The Non-Silence of Elizabeth Warren

February 9 | Posted by mrossol | Democrat Party, Party Politics, The Left

The Democrat Party wants to live by separate rules. And yet they wonder why Donald Trump was elected.
It was their “President Obama” who said, many times over: Elections have consequences. But God forbid a non-Democrat to think the same?!
Is this really where they want to take this country? If the answer is yes, I hope they are ready.
======
WSJ Feb. 8, 2017 6:54 p.m. ET

The activist base of the Democratic Party is demanding rage and resistance to Donald Trump and all his works, and Senate Democrats are listening. Jeff Sessions was confirmed as Attorney General Wednesday on a party-line vote, though not without more pointless melodrama and the informal launch of Elizabeth Warren’s 2020 presidential campaign.

The Massachusetts progressive’s latest diatribe against her fellow Senator Sessions was interrupted after she repeatedly violated Senate Rule XIX, which prohibits members from besmirching the character and motives of their colleagues. After warnings that she ignored and a Republican motion, the Senate rebuked Ms. Warren 49-43. As a result, she lost her privileges to participate in the rest of the AG debate.

Ms. Warren is now claiming she was “silenced,” which is true if she means the Senate floor for an interval lasting fewer than 24 hours. It is not true if she’s talking about the Facebook Live video she taped outside the Senate chamber on Tuesday night, her live call-in to Rachel Maddow’s prime-time television show, her sundry media appearances on Wednesday or her fundraising emails off the incident.

“This is not what America is about—silencing speech,” Minority Leader Chuck Schumer said Wednesday, shortly after Ms. Warren announced an April publication date for her new book, “This Fight Is Our Fight.” For a martyr to censorship, she’s remarkably prolific.

Social media are overflowing with memes featuring the likes of Rosa Parks,Harriet Tubman and various suffragettes along with Majority Leader Mitch McConnell’s comment about the Senate sanction: “She was warned. She was given an explanation. Nevertheless, she persisted.” Likening one of the most powerful people in the world to an underground-railroad conductor may be a tad histrionic, but you be the judge.

HRH Warren isn’t a victim, even if she enjoys feeling she is, and Republicans aren’t trying to get her to “shut up,” as if that’s possible. She knowingly broke protocol and said Mr. Sessions was “racist” and prosecuting “a campaign of bigotry,” among other gross, false and personal insults that Democrats now feel entitled to hurl. Our guess is that Ms. Warren wanted to be punished so she could play out this political theater.

A question for Republicans is whether Mr. McConnell enhanced the Warren brand by responding to her provocations in this way. She already has a formidable platform but the story dominated Wednesday’s news. Then again, sooner or later Mr. McConnell had to send a signal that Senate rules can’t be violated with impunity.

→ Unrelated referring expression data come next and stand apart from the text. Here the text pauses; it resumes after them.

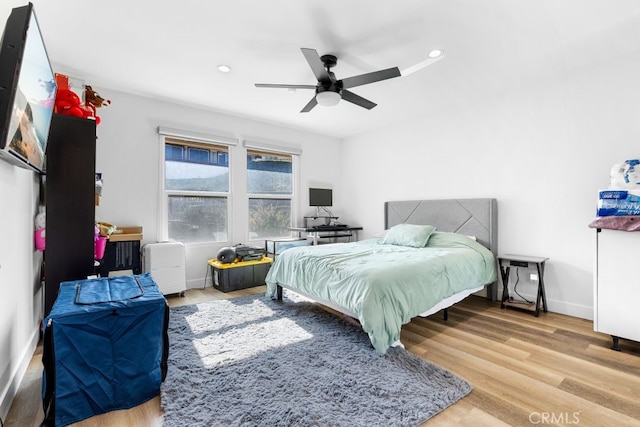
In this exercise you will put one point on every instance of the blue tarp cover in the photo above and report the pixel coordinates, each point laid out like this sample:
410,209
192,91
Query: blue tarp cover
107,350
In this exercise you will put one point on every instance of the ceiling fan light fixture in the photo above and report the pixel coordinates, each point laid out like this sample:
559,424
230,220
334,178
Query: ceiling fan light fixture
328,98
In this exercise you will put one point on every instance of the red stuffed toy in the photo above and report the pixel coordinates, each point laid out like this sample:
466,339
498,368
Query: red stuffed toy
68,103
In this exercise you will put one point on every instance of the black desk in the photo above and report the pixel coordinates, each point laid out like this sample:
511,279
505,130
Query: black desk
506,262
327,232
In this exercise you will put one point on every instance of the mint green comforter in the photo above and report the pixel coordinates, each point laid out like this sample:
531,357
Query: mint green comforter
386,285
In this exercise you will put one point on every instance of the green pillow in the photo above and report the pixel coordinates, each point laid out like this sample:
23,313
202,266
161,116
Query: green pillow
408,235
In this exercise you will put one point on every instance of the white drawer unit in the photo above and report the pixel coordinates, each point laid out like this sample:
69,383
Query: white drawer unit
166,261
616,285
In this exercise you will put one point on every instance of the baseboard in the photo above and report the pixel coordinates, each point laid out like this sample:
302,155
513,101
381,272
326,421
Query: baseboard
562,307
10,390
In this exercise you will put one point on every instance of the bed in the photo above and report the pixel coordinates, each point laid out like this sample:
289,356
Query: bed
434,253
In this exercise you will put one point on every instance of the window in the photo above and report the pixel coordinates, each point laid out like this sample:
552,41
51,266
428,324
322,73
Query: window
270,191
196,183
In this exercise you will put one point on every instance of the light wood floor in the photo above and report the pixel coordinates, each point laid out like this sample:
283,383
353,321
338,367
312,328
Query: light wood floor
550,370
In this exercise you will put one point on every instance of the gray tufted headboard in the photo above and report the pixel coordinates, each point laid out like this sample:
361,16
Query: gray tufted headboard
474,217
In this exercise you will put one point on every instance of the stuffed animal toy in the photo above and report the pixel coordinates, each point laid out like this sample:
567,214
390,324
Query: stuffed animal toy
93,100
68,103
626,174
40,233
92,97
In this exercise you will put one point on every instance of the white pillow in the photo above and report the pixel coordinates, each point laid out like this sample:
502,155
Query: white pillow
412,235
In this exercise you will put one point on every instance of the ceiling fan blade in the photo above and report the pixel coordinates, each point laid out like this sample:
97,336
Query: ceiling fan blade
312,57
285,86
375,76
357,99
309,105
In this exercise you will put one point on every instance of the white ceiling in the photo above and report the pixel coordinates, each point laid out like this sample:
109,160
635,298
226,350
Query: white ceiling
170,49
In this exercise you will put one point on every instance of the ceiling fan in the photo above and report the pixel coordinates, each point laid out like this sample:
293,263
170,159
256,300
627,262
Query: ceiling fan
330,90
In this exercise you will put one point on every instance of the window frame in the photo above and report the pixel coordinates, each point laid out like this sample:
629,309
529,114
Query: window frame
291,197
196,140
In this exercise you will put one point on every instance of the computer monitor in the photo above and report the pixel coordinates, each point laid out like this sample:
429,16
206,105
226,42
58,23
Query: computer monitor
321,197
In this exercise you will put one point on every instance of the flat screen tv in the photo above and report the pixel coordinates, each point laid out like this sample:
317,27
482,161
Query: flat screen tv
320,197
27,91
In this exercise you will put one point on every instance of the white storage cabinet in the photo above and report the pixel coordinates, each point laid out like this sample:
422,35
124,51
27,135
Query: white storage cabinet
166,261
617,285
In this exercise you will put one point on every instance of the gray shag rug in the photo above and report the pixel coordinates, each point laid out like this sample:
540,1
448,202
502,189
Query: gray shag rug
251,361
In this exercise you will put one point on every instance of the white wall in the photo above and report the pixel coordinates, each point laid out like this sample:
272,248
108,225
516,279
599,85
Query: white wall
21,304
128,150
542,150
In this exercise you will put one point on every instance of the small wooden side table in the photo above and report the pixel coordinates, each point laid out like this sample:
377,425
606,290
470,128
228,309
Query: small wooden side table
509,260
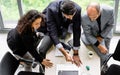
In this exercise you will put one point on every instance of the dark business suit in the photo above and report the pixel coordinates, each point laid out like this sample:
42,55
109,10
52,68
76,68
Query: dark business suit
21,44
57,24
91,29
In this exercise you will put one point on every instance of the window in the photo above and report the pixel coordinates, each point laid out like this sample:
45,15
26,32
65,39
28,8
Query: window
9,12
117,29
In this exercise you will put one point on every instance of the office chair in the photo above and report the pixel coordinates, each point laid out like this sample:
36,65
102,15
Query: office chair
114,69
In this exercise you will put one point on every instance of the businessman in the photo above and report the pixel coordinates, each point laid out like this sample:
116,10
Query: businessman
63,16
97,26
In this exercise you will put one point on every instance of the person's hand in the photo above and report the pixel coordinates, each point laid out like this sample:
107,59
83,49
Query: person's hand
102,49
77,60
68,58
99,39
47,63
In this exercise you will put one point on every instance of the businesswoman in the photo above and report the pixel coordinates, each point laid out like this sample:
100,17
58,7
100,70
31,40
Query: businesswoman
22,39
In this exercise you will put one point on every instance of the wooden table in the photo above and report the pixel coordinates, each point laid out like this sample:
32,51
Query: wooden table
93,63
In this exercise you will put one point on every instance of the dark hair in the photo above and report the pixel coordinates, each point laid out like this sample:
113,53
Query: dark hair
95,5
25,22
68,7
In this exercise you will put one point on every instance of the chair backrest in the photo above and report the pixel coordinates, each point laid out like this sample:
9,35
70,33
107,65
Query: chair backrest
9,64
116,54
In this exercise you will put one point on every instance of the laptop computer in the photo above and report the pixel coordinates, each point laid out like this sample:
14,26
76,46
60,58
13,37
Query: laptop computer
67,69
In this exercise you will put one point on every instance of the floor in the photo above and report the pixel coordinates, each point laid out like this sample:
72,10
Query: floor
4,48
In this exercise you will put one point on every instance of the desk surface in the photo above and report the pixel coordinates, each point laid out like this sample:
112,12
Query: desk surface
93,63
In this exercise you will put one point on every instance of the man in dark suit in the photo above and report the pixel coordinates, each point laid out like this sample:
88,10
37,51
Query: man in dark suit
62,15
97,25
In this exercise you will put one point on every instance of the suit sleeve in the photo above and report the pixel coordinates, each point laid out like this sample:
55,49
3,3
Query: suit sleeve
52,27
87,31
109,25
29,44
77,29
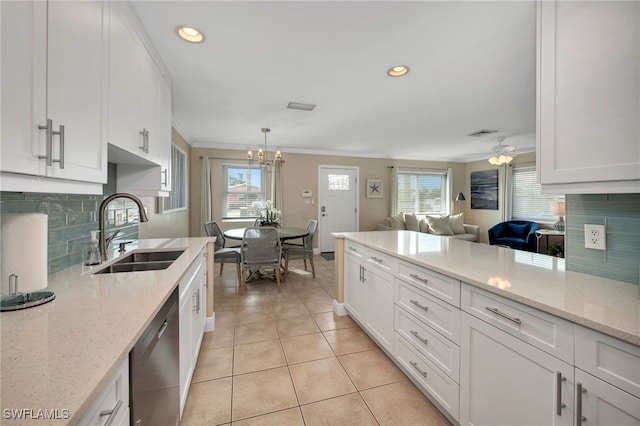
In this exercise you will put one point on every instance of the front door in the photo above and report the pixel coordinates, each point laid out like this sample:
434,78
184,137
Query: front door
338,203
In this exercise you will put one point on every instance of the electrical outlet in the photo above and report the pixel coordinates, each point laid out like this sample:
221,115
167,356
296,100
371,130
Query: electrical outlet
595,237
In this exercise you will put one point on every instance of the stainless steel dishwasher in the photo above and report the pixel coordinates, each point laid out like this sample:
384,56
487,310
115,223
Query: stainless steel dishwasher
155,370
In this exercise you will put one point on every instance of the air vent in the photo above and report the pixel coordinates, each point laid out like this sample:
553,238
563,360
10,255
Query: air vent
298,105
481,133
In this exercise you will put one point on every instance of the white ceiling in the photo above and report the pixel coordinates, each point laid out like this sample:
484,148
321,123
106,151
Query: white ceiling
472,67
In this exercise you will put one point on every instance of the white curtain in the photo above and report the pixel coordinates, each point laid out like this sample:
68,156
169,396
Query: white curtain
205,198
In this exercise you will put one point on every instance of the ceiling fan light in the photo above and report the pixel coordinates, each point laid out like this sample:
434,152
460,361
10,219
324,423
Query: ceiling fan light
398,70
190,34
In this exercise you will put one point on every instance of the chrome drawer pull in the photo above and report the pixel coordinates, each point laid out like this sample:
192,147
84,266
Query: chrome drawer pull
415,302
111,413
415,365
559,404
579,391
503,315
424,280
415,333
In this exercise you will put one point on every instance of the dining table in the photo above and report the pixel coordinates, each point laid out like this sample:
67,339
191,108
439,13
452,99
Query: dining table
284,233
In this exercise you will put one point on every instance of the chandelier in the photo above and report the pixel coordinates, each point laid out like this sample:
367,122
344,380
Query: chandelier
262,154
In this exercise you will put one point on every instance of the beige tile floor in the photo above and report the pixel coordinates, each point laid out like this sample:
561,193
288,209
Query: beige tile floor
286,359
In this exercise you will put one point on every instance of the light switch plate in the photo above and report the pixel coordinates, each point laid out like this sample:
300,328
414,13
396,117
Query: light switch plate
595,237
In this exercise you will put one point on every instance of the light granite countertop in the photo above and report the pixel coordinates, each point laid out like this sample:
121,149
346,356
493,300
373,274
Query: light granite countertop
540,281
58,356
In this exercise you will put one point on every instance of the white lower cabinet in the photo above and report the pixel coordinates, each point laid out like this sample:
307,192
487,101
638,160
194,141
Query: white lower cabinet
112,405
192,316
600,403
369,295
505,381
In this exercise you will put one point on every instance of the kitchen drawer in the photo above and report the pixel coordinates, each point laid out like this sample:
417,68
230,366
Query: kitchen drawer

The larger context is that Democrats have slowed Senate confirmation of President Trump’s cabinet to the slowest pace since Eisenhower, and by some measures since the 19th century. Though they lack the votes to defeat anyone, they’ve boycotted hearings, maxed out debate time, denied routine courtesies and delayed procedural votes.

New Jersey’s Cory Booker even testified against Mr. Sessions, which no Senator had felt to do against a colleague since Congress was formed in 1789—a period that includes the Civil War and two world wars.

Democrats are within their rights, but at some point they might consider the precedents they’re setting. The Senate is an institution that used to run on civility and comity. Republicans as recently as 2009 confirmed 11 of President Obama’s 15 cabinet nominees by the end of January—even Tim Geithner as the Treasury Secretary who would run the IRS though he hadn’t paid all of his taxes.

Harry Reid’s unilateral destruction of the filibuster for nominees has made it impossible for Democrats to defeat a nominee without GOP help, and the next Democratic President’s cabinet is likely to receive the Trump treatment. If Democrats keep up their misbehavior, Mr. McConnell has plenty of tools he can use to pass legislation they won’t like. If Democrats want to turn the Senate into the House, with its majority rule and restricted debate, they may get their wish.